Dans une note publique, l'organisation a condamné l'attaque contre quatre membres de l'Armée, blessés après avoir été surpris par un groupe de 30 à 40 migrants alors qu'ils se dirigeaient vers un point de surveillance à Benzú. À la suite de ces faits, la Police Nationale et la Garde Civile ont arrêté douze personnes et maintiennent ouvertes les enquêtes pour identifier et arrêter le reste des présumés participants à l'embuscade.
AUGC a exprimé son soutien aux militaires déployés à la frontière, soulignant qu'ils ont agi dans un scénario de "difficulté extrême", étant caillassés avec des pierres de grande taille et étant contraints d'abandonner le véhicule officiel pour se mettre à l'abri.
L'association a alerté que cet épisode s'inscrit dans un climat de tension sociale croissante et a rappelé que, en plus des membres des forces de sécurité et de l'Armée, plusieurs journalistes et travailleurs des médias ont dénoncé ces dernières semaines des insultes, des poussées et des agressions alors qu'ils réalisaient leur travail d'information sur le terrain.
Selon AUGC, la prolongation de la crise migratoire alimente une sensation de plus en plus grande d'insécurité parmi les voisins, ce qui a conduit des résidents de différents quartiers à se coordonner par le biais de groupes de messagerie face à ce qu'ils perçoivent comme une réponse insuffisante des institutions.
Malgré ce scénario, l'organisation a lancé un appel au calme et a exhorté la population à laisser travailler les forces et corps de sécurité, qu'elle considère essentiels pour maintenir le contrôle de la situation dans la rue.

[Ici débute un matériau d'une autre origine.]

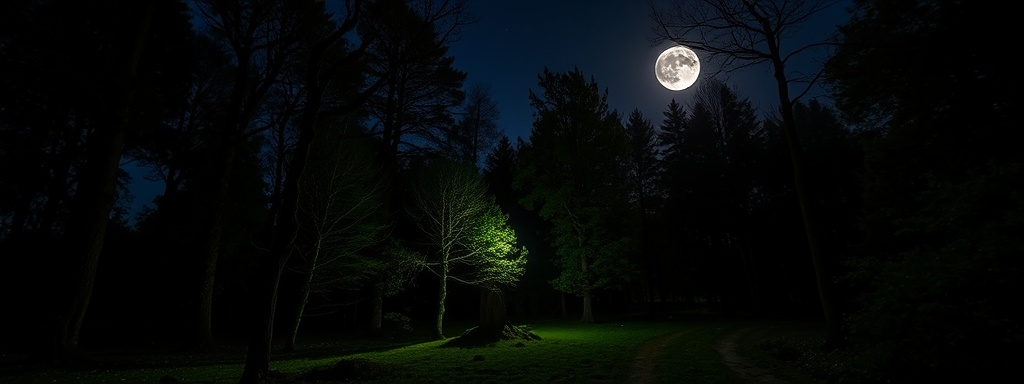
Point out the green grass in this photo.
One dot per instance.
(567, 352)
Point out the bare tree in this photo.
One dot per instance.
(476, 131)
(747, 33)
(338, 203)
(467, 228)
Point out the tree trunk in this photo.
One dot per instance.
(821, 270)
(561, 299)
(377, 317)
(588, 313)
(494, 315)
(257, 368)
(441, 295)
(94, 198)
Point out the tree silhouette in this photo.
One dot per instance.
(466, 228)
(643, 172)
(942, 213)
(744, 33)
(573, 172)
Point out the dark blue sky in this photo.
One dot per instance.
(512, 42)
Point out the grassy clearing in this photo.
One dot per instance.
(567, 352)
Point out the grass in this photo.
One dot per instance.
(567, 352)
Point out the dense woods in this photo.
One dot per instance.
(328, 169)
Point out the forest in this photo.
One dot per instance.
(331, 169)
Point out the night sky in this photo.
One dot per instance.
(512, 42)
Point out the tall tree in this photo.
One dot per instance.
(743, 33)
(259, 35)
(339, 213)
(476, 131)
(466, 227)
(420, 92)
(322, 64)
(942, 188)
(572, 170)
(643, 171)
(85, 85)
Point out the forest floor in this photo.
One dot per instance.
(643, 370)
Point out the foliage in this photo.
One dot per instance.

En même temps, elle a exigé une action ferme contre ceux qui commettent des agressions contre des agents ou des militaires. Dans ce sens, elle a défendu que les personnes qui attaquent ceux qui exercent des fonctions de sécurité doivent assumer les conséquences légales qui s'y rapportent et a réclamé l'adoption de mesures qui empêchent la répétition d'épisodes similaires.
L'association a également réitéré sa revendication de plus de moyens humains et matériels pour Ceuta, en considérant que les ressources actuelles sont insuffisantes pour faire face à une conjoncture qui se prolonge depuis des semaines. AUGC a exprimé son soutien à la population ceutaise et a insisté sur le fait que la ville nécessite une plus grande implication des administrations pour faire face à une crise qui, selon elle, continue d'exercer une forte pression sur les services publics et les dispositifs de sécurité.